Perkins also said that he will represent the “indignant Americans who are tired of seeing the foundations of a free and just society destroyed by a handful of black-robed tyrants.”
While disturbing, today’s rulings come as no surprise given the rising disdain for the rule of law promoted by the Obama administration. These latest rulings are not just about redefining marriage but they are a further attempt by the courts to untether our public policies from the democratic process, as well as the anthropological record.
While judges can, by judicial fiat, declare same-sex ‘marriage’ legal, they will never be able to make it right. The courts, for all their power, can’t overturn natural law. What they can do is incite a movement of indignant Americans, who are tired of seeing the foundations of a free and just society destroyed by a handful of black-robed tyrants. The Left has long believed packing the federal courts with liberal jurists is the means of fulfilling a radical social agenda, as the American people refuse to endorse that agenda at the polls or through their elected representatives.
As we saw with Roe v. Wade in 1973 – despite the Left’s earnest hopes, the courts do not have the final say. The American people will have the final word as they experience the consequences of marriage redefinition and the ways in which it fundamentally alters America’s moral, cultural and political landscape.
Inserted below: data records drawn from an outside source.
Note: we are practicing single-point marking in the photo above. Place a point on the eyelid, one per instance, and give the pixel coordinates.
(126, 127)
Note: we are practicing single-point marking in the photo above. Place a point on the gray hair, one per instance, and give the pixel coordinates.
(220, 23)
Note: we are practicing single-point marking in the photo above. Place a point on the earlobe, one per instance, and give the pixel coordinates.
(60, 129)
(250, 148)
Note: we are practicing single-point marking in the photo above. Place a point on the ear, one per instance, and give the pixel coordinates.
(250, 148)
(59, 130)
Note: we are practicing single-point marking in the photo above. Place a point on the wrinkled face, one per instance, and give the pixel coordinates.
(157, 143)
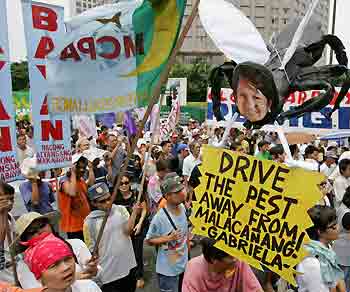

Jeff Allen, an Indiana-based pastor and senior editor of BarbWire, called for “elected leaders and Christians [to] defiantly rise up and engage in civil disobedience” to stop this “national tragedy” and “the death of democracy.”
“Each victory for the homosexual activists represents another nail in America’s coffin,” he wrote, adding that “these decisions require that reason be jettisoned in favor of unrestrained deviancy.”
Federal courts in Indiana and Utah on Wednesday blatantly overthrew the will of the people and subversively imposed same-sex “marriage” on the citizens of both states. The judicial oligarchy (tyranny of the few) continues flexing the muscle of its apparently unchecked power. The death of democracy is undeniably upon us. Each victory for the homosexual activists represents another nail in America’s coffin.
According to WLFI.com, a ruling from an elitist U.S. District Judge in Indiana wrongly declared that the prohibition was unconstitutional because it violated guarantees of equal protection and due process.
Separately, a rogue appeals court ruled 2-1 that Utah’s traditional marriage amendment was unconstitutional as well, saying that the gender of the two persons cannot be considered as a reason to deny a marriage license. And that’s just it — these decisions require that reason be jettisoned in favor of unrestrained deviancy.
The light of morality and freedom is being brutishly snuffed out right before our very eyes. It’s a national tragedy unfolding at an accelerating pace.
And this is not a good harbinger of things to come — unless our elected leaders and Christians defiantly rise up and engage in civil disobedience.
National Organization for Marriage’s Brian Brown unsurprisingly accused the judges of “activism” and “sophistry.”
Today’s split decision of a panel of judges in the 10th Circuit is not surprising given that this Circuit refused to even order a stay of the district court decision when it came down during the Christmas holidays. While we strongly disagree with the two judges in the majority, we are encouraged by the strong defense of marriage articulated by Justice Paul Kelly in his dissent, and especially his defense of the sovereign right of the people of Utah to decide this issue for themselves. This principled recognition by a federal judge considering the marriage issue underscores that the people of a state are entitled to respect and deference in their desire to promote marriage as the union of one man and one woman. Indeed, the US Supreme Court decided in the Windsor case that the federal government must respect the right of states to define marriage. The majority in the Utah case engage in sophistry to attempt to argue their way around the Supreme Court’s ruling that it is up to the states to define marriage. As Justice Kelly noted in his dissent, ‘If the States are the laboratories of democracy, requiring every state to recognize same-gender unions—contrary to the views of its electorate and representatives—turns the notion of a limited national government on its head.’
The elected representatives of the people of Indiana have decided, for good and proper reasons, to define marriage as the union of one man and one woman. It is judicial activism for a single judge to substitute his own views on marriage for the considered opinion of the people’s representatives. This is just the latest example of activism from the federal bench, but we fully expect this decision to eventually be reversed when the US Supreme Court upholds the right of states to define marriage as a man and a woman. In the meantime, it is imperative that the state legislature move forward a state constitutional amendment preserving marriage so that the people always remain in control of the definition of marriage in Indiana.